MURO
A doceira, que tinha a banca debaixo do olmo, bem lhe gritou:
- Olhe que o estandarte não passa!
Acontecimentos destes não passam tão depressa, ainda mais festa, pessoal de fora. Tanto trabalho, para acontecer aquilo.
Contente, estava o Feliciano da Ana.
Desde o ano passado que o sacristão lhe tinha prometido o estandarte na festa. Mas, na última da hora…
“- Que a Tia Maria das Dores tinha prometido pelo filho…”
“- Que trazia coisa ruim por dentro e que se curou…”
“- Que tinha feito a promessa em frente do altar da Nossa Senhora de Fátima e tinha que a cumprir…”
Bem lhe custou, mas não tinha promessa para cumprir; as promessas eram sagradas. Ele só queria fazer ver, e mais à Otília, que já andava de olho nela há muito tempo. Mas pronto, roído de inveja, teve que se render. Agora, isto não lhe podia ter calhado melhor.
- Eu bem avisei, ele não tem pulso para o estandarte.
“- Mas que sim! Que tinha!”
Aí está a prova!
Foi a procissão toda a remoer naquilo.
A conversa manteve o tom, que fica mal numa procissão.
“- Deviam ter arranjado alguém com mais cuidado; a mãe que não prometesse; mas deixar cair o estandarte, não havia memória, quem ficava mal era a terra”.
O Feliciano envenenava cada conversa que ouvia. “- Bem tinha avisado, que até lhe parecia que o Jeremias tinha algum defeito… Não segurar o mastro!...”
O Jeremias ficou a ver a procissão seguir, e a ouvir aqui e ali.
- O que te aconteceu?
- Não vi a corda!
A remoer na conversa do Feliciano, chegou a casa. Ao empurrar a porta, ouviu:
- Oh comadre! Oh comadre! Eu prometi à Nossa Senhora, que nos ajudou, e agora esta desgraça; promessa não cumprida é mau sinal.
A comadre concordava, as promessas eram sagradas e para cumprir. E não conseguir levantar o estandarte, e o povo todo a falar…
- Como posso pedir a Deus para nos ajudar?
E chorava.
Já não entrou. Pela frincha da porta viu a cara da mãe. Não era mesma! Onde ele sempre viu alegria, decisão, coragem, certeza, perfeição, via agora desgosto, pranto, descrença, amargura e muita tristeza. E a culpa era dele.
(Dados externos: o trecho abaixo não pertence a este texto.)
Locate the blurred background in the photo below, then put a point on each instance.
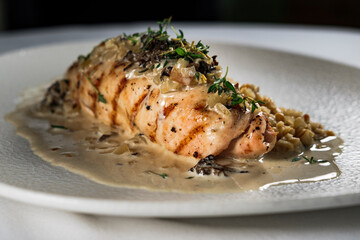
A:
(25, 14)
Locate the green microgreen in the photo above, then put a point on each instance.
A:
(144, 70)
(163, 175)
(221, 85)
(170, 48)
(82, 57)
(312, 160)
(101, 97)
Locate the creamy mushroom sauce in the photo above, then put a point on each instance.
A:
(112, 157)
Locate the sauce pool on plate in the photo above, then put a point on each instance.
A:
(109, 156)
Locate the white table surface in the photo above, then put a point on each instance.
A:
(22, 221)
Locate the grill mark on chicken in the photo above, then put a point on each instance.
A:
(152, 135)
(192, 134)
(114, 101)
(168, 109)
(93, 96)
(135, 108)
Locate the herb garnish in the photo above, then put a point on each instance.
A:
(58, 126)
(157, 46)
(101, 97)
(310, 160)
(221, 85)
(163, 175)
(84, 57)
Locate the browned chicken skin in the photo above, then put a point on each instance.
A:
(180, 120)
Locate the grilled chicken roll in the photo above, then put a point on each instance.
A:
(171, 91)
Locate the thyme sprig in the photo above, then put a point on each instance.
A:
(221, 85)
(310, 160)
(171, 48)
(101, 97)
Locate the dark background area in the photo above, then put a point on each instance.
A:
(23, 14)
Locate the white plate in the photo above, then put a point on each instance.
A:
(329, 92)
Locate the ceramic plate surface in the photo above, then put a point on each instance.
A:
(328, 91)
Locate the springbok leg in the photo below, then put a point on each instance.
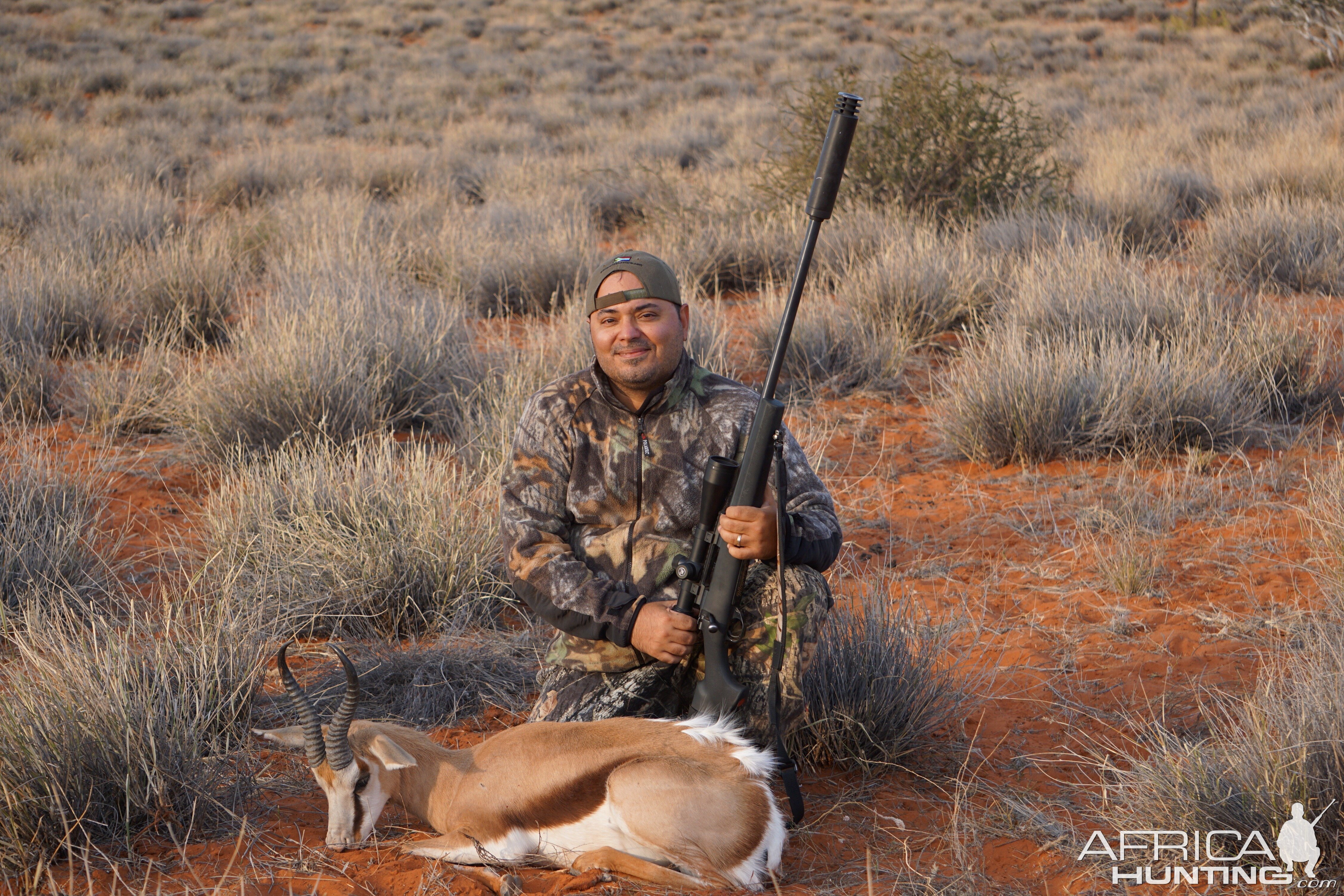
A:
(502, 884)
(630, 866)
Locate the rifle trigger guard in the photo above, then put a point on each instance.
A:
(737, 628)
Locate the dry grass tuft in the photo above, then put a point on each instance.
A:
(367, 539)
(49, 558)
(439, 684)
(339, 354)
(119, 731)
(1279, 242)
(935, 142)
(1092, 355)
(878, 687)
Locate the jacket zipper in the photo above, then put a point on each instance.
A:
(642, 452)
(639, 498)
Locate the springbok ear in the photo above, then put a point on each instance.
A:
(291, 737)
(388, 753)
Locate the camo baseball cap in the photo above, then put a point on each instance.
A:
(654, 273)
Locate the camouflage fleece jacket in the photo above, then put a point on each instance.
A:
(593, 516)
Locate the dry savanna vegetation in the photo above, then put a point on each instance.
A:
(276, 280)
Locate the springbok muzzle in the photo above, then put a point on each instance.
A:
(335, 747)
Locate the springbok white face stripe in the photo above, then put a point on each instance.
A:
(527, 763)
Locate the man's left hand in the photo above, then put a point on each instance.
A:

Eram cinco irmãos, ele o mais velho. O pai tinha morrido no inverno passado, e, logo à morte do pai, adoeceu ele. Três meses de cama, despachado do médico. A mãe nunca desistiu à sua cabeceira, era sempre alegria, crença, coragem, decisão. Prometeu, e ele não cumpriu, nem uma pequena parte.
Ficou atordoado com a visão, um turbilhão de coisas passou pela ideia, ficou como que paralisado, não se conseguia mexer, estava adormecido. Começou a subir-lhe pelo corpo acima uma profunda tristeza e uma grande desilusão, nunca se tinha sentido assim. Onde só via alegria e perfeição, agora via miséria e desonra.
Virou costas e começou a andar sem destino, os passos levaram-no para fora do povo. Era já noite, o caminho era só fragas. Subiu para cima de uma espécie de muro, olhou para baixo. Era fundo e as fragas esperavam aguçadas.
A última visão foi o rosto da mãe que viu pela frincha da porta.
Deixou-se cair no vácuo, enquanto uma lágrima lhe molhava o lábio. Ainda sentiu o sabor, era salgada.
- Que desgraça! O homem e agora o filho.
- Onde foi?
- Foi ali para baixo, naquela espécie de muro que tem uma ribanceira por baixo.